Products
Protein Qualitative/Quantitative Analysis
In the field of drug development, scientists have been dedicated to exploring innovative therapies for specific diseases. Differential protein analysis has become a key tool for gaining insight into disease molecular mechanisms, identifying effective therapeutic targets, and providing critical clues and scientific evidence for the discovery and development of novel drugs. This technology empowers researchers to systematically detect changes in protein expression, discover disease-related target proteins, and guide the design of new drug development and personalized treatment strategies.
With the development and application of cutting-edge technologies such as high-throughput sequencing and mass spectrometry, the accuracy and coverage of differential protein analysis have significantly improved. This advancement enables researchers to delve deeply into and meticulously evaluate potential drug targets in disease progression based on large-scale data. Therefore, in modern biomedical research, differential protein analysis is not only a key approach to unraveling the complex biological processes of diseases but also an essential engine driving the progress of new drug development.
Technical Platform
Chomix offers standardized sample processing protocols, protein qualitative and quantitative identification, and professional data analysis strategies.
① Label-Free Quantitation (LFQ)
Technique: Protein quantification by spectral count or XIC intensity, MS1-level quantification
Advantages: No isotope labeling, high throughput
Sample requirements: Cell, tissue, blood samples etc.
② Stable Isotope Labeling by Reductive Dimethylation (ReDi)
Technology: Either regular (light) or deuterated (heavy) forms of formaldehyde and sodium cyanoborohydride are used to add two methyl groups to the peptide N terminus and the side chain of lysine residues. MS1-level quantification
Advantages: Duplex and triplex chemical labelling, low cost, fast reaction rate, high reproducibility, no limitation of samples;
Sample requirements: Cell, tissue, blood samples etc.
③ Stable Isotope Labeling by Amino Acids in Cell Culture (SILAC)
Technology: Cell culture in medium containing stable isotope labeling essential amino acids for proteome quantification in different samples; MS1-level quantification
Advantages: Duplex metabolic labeling, less system error;
Sample requirements: Living cell samples.
④ Tandem Mass Tags (TMT/IBT)
Technology: Relative quantification of peptide intensity by its reporter group in different samples; MS2-level quantification
Advantages: Up to 16 samples quantification, accurate quantification;
Sample requirements: Cell, tissue, blood samples etc.
Our Advantages
1. Professional Excellence: Our team boasts extensive experience and publications in top journals, offering industry-leading technical services.

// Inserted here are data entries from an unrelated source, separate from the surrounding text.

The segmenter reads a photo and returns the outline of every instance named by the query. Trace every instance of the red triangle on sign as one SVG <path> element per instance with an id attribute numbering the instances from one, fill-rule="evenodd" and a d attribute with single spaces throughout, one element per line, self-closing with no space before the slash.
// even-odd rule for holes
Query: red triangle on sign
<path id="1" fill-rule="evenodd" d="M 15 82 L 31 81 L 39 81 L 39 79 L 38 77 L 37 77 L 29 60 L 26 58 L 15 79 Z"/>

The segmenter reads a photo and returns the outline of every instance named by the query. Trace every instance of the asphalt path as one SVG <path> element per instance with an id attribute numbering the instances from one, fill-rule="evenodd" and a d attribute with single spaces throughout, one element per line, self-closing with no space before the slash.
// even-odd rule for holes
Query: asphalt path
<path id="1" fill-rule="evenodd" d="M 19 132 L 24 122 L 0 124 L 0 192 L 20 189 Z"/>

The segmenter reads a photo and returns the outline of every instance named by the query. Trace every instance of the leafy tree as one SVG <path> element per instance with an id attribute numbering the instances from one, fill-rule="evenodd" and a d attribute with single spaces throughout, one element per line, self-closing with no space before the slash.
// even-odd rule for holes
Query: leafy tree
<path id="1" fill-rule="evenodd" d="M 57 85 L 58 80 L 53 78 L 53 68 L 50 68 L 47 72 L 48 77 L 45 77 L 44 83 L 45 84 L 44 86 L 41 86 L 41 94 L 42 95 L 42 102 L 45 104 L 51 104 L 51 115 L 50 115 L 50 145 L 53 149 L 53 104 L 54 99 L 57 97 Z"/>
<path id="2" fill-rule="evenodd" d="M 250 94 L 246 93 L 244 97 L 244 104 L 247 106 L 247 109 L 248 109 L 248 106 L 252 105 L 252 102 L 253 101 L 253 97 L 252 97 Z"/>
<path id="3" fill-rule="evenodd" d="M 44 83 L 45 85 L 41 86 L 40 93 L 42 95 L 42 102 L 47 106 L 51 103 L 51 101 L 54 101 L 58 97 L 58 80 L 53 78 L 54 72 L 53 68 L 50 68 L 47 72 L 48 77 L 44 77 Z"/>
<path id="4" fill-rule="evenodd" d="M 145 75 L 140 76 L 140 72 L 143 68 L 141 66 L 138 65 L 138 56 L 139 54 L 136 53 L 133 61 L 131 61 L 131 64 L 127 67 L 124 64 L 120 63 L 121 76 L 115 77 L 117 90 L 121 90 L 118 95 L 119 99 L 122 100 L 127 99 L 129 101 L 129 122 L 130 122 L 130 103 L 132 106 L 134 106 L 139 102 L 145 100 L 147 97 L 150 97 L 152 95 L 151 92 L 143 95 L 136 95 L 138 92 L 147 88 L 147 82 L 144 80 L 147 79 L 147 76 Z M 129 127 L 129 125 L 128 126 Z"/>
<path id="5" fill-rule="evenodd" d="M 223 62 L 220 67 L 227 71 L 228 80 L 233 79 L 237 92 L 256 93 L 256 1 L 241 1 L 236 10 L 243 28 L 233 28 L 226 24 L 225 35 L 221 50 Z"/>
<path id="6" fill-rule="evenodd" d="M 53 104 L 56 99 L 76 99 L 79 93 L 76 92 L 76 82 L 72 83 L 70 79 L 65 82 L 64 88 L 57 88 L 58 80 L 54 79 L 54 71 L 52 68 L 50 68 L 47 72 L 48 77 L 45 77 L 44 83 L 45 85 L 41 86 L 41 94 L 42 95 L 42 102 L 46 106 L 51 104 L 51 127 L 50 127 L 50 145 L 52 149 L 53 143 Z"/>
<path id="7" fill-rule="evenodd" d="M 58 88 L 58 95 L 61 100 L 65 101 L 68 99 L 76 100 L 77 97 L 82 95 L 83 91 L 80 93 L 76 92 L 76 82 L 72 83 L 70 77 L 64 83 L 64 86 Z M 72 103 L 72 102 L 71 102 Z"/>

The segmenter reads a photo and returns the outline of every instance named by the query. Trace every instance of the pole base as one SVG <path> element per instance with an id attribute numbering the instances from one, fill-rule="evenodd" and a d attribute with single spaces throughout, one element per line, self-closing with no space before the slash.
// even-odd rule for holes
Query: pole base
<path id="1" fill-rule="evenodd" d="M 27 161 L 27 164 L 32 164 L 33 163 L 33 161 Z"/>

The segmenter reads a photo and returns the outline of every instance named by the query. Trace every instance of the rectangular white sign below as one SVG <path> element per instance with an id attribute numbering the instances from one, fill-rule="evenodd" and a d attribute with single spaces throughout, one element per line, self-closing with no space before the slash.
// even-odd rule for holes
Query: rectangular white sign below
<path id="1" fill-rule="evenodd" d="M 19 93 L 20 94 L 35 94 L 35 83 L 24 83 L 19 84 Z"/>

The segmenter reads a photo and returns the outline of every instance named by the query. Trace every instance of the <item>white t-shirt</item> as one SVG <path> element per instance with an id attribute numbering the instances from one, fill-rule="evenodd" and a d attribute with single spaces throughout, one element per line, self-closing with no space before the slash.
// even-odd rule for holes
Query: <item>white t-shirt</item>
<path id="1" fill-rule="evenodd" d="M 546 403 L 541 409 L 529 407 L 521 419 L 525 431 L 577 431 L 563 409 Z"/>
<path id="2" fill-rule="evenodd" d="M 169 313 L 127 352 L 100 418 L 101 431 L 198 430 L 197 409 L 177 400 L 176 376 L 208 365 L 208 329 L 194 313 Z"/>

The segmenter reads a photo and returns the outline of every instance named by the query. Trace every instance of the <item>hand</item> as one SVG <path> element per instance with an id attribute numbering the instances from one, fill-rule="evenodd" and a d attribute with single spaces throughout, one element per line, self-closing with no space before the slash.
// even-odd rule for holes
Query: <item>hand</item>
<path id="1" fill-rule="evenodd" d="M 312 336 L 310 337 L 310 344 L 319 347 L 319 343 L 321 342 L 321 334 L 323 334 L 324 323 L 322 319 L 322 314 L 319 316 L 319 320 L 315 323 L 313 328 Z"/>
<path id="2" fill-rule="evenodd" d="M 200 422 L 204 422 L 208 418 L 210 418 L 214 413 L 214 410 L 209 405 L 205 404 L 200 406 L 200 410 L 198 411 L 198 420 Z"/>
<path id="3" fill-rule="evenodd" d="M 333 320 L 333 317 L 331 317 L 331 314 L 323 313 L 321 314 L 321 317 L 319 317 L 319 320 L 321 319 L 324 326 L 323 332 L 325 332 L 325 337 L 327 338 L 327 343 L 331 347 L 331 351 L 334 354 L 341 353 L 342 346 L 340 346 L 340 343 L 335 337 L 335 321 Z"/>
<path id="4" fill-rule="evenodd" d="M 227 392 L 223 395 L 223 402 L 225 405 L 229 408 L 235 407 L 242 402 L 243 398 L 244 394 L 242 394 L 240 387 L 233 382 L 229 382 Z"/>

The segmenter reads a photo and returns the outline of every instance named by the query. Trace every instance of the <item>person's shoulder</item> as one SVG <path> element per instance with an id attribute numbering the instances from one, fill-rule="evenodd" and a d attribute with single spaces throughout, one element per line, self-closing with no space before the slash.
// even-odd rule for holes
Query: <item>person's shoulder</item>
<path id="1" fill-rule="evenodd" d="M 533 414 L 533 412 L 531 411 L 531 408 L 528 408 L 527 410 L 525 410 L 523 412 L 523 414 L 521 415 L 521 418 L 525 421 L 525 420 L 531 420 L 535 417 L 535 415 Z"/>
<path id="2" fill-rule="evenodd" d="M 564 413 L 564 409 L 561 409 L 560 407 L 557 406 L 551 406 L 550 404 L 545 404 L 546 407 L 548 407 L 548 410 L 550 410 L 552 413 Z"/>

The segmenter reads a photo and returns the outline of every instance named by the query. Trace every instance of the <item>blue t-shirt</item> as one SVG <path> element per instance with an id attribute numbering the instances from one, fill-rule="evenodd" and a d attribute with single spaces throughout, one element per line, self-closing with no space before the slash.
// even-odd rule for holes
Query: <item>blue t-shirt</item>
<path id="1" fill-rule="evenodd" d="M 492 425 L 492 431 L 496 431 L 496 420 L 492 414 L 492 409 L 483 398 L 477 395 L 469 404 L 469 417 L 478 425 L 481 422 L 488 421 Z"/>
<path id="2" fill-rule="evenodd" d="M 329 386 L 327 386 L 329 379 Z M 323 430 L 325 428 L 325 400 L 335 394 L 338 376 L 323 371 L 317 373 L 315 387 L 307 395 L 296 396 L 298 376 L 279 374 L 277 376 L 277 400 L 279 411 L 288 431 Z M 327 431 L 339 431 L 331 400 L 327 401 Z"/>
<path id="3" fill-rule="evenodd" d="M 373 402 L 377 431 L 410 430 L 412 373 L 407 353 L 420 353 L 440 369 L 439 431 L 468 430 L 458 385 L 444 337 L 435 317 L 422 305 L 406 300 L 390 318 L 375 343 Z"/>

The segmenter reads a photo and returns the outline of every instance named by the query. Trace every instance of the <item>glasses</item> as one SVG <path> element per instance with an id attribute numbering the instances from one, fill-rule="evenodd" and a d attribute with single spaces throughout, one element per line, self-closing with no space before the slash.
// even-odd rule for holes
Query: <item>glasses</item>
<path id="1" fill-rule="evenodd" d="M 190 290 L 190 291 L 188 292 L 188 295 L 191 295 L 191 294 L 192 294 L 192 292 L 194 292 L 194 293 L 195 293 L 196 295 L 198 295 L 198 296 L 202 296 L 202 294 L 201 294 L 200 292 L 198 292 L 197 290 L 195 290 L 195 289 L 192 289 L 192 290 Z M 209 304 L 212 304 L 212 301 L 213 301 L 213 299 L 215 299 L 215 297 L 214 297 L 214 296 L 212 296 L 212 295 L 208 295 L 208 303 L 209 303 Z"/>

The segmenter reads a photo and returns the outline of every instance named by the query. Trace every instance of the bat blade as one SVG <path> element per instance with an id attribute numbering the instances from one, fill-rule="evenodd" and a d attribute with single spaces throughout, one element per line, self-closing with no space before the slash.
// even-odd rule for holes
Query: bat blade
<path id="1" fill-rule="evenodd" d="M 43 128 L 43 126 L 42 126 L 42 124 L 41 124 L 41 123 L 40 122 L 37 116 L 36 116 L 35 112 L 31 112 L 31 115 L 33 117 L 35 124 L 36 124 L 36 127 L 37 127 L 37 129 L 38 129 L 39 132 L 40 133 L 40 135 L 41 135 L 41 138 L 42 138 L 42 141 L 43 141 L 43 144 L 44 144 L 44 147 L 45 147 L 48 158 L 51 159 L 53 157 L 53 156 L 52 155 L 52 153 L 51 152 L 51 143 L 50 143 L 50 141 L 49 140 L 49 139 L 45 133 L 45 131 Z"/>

2. Efficient Solutions: We employ reliable methods to drive projects forward swiftly, providing worry-free solutions.
3. Rigorous Quality Management: Adhering to ISO 9001 standards, our mature quality management system ensures the authenticity and reliability of our reports.
4. Systematic Project Management: From consultation to report delivery, we provide timely progress updates, ensuring customer satisfaction and efficient project execution.
5. Cutting-Edge Equipment: Equipped with advanced mass spectrometers like the Thermo Fisher Orbitrap Exploris 480 and Bruker timsTOF, we facilitate groundbreaking research.
Our Service
| Project | Qualitative/Quantitative Proteomics Analysis |
| Sample | Tissue, cell precipitate, lysate, purified protein |
| Hardware Platform | VanquishNeo UPLC coupled with Orbitrap Exploris 480 mass spectrometer (Thermo Fisher Scientific); EASY-nLC1200 UPLC coupled with Q Exactive HF-X mass spectrometer (Thermo Fisher Scientific) |
| Project Duration | 4-8 weeks |
| Deliverables | Project Report (including lists of qualitatively/quantitatively identified proteins, bioinformatics analysis, quality control analysis, etc.) |
| Price | Click to consult |
Case Study
In order to compare the changes at the whole proteome level between the drug-treated group and the control group cell samples, aiming to reveal the molecular mechanisms associated with the drug phenotype, we applied a quantitative proteomics approach based on TMT technology to three biological replicates of each group. This enabled us to accurately identify and quantify differentially expressed proteins.